The United Nations Security Council (UNSC) is likely to hold a meeting this week on the issue of coronavirus pandemic after the change in the presidency of the UNSC from China to the Dominican Republic.
On April 2, nine elected council members wrote to the presidency, requesting a closed video teleconference (VTC) on the impact of coronavirus on issues relevant to the council’s agenda, with a briefing by the Secretary-General.
They cited “peace and security impacts of Covid-19”.
This was needed since China’s envoy to the UN, Zhang Jun had maintained that the issue of coronavirus fell within the concept of global public health and the security council’s primary responsibility was dealing with the geopolitical security and peace matters.
On March 18, Estonia, in a press statement, had expressed the need to discuss the pandemic which was rejected primarily by the then President, China, as it ‘went beyond the scope of the council’s mandate of addressing threats to international peace and security’.
The opposition by China is primarily because of the bitter war between Washington and Beijing over the pandemic. China has been opposed to the idea of a discussion for the fear of being cornered.
There have been two draft resolutions initiated in the security council. Last week, Tunisia produced the first draft of a resolution, as well, expected to be negotiated initially among the E10 or elected members of the council.
Subsequently, a reportedly French-led draft resolution has been discussed exclusively among the P5.
Jose Singer, the special envoy from the Dominican Republic to the United Nations Security Council Ambassador, had said last week that as his country took over the presidency of the UNSC for April, “a special meet on Covid-19 is being “negotiated” and “it has been brought up by few (UNSC) envoy..it is taking shape.”
“UNSC session could happen for sure next week or before,” Singer said while listing out the council’s agenda for the month.

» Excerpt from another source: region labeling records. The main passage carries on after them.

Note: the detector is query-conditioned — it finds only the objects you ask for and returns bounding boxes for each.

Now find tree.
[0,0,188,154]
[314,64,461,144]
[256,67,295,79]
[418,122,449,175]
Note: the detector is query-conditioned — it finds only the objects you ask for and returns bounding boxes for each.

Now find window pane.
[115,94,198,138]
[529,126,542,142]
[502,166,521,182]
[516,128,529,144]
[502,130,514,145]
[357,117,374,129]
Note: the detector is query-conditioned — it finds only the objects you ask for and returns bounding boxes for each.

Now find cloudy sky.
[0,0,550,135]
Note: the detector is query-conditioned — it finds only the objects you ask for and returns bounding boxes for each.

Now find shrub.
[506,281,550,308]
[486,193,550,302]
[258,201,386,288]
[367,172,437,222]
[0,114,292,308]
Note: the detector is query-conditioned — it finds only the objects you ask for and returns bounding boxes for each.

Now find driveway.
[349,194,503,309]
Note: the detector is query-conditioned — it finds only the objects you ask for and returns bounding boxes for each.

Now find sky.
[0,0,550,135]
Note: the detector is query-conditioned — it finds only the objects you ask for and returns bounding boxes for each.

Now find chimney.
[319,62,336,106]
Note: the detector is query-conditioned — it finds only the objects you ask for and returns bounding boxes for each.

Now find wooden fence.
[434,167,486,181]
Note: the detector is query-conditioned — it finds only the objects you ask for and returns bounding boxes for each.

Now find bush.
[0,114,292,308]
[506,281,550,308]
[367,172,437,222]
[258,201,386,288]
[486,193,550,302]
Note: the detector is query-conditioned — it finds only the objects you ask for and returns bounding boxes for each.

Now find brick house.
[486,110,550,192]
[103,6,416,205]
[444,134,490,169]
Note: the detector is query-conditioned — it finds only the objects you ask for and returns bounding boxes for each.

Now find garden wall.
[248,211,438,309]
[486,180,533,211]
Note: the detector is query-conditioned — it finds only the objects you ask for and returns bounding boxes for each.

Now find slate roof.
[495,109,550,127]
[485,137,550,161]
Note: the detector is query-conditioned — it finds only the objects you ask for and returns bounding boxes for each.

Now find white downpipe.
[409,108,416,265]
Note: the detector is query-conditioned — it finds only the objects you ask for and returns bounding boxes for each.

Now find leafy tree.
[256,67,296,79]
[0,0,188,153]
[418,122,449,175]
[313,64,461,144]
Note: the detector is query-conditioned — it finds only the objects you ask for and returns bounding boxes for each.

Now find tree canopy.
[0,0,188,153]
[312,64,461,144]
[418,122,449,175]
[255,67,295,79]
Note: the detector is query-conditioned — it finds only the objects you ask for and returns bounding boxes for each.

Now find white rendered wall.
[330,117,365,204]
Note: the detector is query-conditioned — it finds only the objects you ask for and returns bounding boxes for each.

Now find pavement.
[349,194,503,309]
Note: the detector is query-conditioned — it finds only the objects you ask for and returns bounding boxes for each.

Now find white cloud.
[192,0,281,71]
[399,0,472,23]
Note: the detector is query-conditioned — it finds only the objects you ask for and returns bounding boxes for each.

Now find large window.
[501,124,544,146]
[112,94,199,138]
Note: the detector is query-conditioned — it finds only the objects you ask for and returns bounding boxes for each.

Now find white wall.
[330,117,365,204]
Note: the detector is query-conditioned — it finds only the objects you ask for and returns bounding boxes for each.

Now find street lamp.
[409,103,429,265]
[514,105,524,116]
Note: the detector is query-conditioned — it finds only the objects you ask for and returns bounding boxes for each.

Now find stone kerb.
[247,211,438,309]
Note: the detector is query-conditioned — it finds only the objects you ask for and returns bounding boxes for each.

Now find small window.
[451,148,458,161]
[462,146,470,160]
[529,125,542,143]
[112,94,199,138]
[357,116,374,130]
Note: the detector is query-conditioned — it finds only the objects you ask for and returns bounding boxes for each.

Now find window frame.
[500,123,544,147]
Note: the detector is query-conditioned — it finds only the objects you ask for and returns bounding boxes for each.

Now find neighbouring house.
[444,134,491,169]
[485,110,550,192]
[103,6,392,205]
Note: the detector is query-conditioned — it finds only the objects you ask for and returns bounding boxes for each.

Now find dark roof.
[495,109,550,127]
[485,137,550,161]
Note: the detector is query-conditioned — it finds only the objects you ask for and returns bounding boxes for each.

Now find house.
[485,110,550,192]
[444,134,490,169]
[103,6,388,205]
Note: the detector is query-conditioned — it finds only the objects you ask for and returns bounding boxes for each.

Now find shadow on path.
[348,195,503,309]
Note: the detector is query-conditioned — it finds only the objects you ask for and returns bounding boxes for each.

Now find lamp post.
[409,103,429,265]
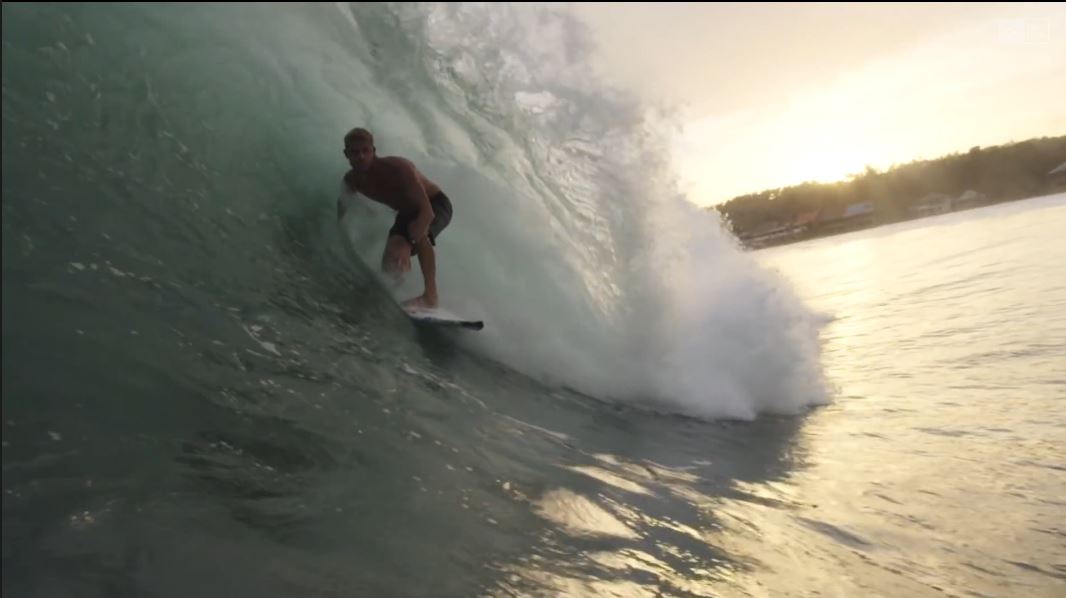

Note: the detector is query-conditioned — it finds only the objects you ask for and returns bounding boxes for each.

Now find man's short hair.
[344,127,374,147]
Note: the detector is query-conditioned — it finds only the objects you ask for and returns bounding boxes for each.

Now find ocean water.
[2,3,1066,596]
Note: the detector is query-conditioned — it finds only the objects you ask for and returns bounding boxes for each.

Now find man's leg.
[382,235,410,285]
[405,238,438,308]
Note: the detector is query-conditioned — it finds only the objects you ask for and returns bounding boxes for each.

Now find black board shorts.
[389,191,452,245]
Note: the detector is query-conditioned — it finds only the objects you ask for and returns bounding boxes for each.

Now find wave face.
[3,3,826,419]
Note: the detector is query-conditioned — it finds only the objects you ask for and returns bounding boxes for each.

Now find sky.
[570,2,1066,206]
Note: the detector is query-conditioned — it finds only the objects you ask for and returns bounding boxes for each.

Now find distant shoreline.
[742,190,1066,252]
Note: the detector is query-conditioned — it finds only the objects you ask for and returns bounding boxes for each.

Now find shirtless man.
[337,128,452,309]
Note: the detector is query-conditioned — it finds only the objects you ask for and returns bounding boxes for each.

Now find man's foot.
[403,295,437,309]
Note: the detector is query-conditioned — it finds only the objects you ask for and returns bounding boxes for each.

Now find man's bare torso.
[344,156,440,213]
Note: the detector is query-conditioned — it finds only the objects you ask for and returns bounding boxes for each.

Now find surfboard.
[404,308,485,330]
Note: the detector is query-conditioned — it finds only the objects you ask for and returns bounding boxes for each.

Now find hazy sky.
[574,3,1066,205]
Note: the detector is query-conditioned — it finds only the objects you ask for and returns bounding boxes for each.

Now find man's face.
[344,140,374,173]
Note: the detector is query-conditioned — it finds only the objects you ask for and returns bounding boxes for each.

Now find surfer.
[337,128,452,309]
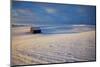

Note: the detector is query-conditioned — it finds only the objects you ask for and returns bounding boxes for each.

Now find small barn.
[30,27,42,34]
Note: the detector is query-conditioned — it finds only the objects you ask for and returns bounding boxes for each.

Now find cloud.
[45,8,56,14]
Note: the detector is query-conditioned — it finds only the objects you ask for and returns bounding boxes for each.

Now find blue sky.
[12,1,96,25]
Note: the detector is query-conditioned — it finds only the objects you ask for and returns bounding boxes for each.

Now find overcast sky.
[12,1,96,25]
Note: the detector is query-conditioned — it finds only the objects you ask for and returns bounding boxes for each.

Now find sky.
[11,1,96,25]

Meanwhile, the Secretary-General called for an immediate global ceasefire on March 23, to “silence the guns” and “focus together on the true fight of our lives”.
This would not be the first time that a global epidemic would be discussed at the UNSC.
In June 2011, a UNSC resolution was adopted on the HIV epidemic. In September 2014, the council determined that the unprecedented extent of the Ebola outbreak in Africa constituted a threat to international peace and security which was followed by another resolution on the outbreak in the Democratic Republic of Congo (DRC) in October 2014.
This is a pandemic that has claimed nearly 70,000 lives and has affected over 1.2 million people globally.
If the security council is briefed on the peace and security implications of Covid-19, there would be many takeaways from its previous resolutions on AIDS and Ebola that may be relevant.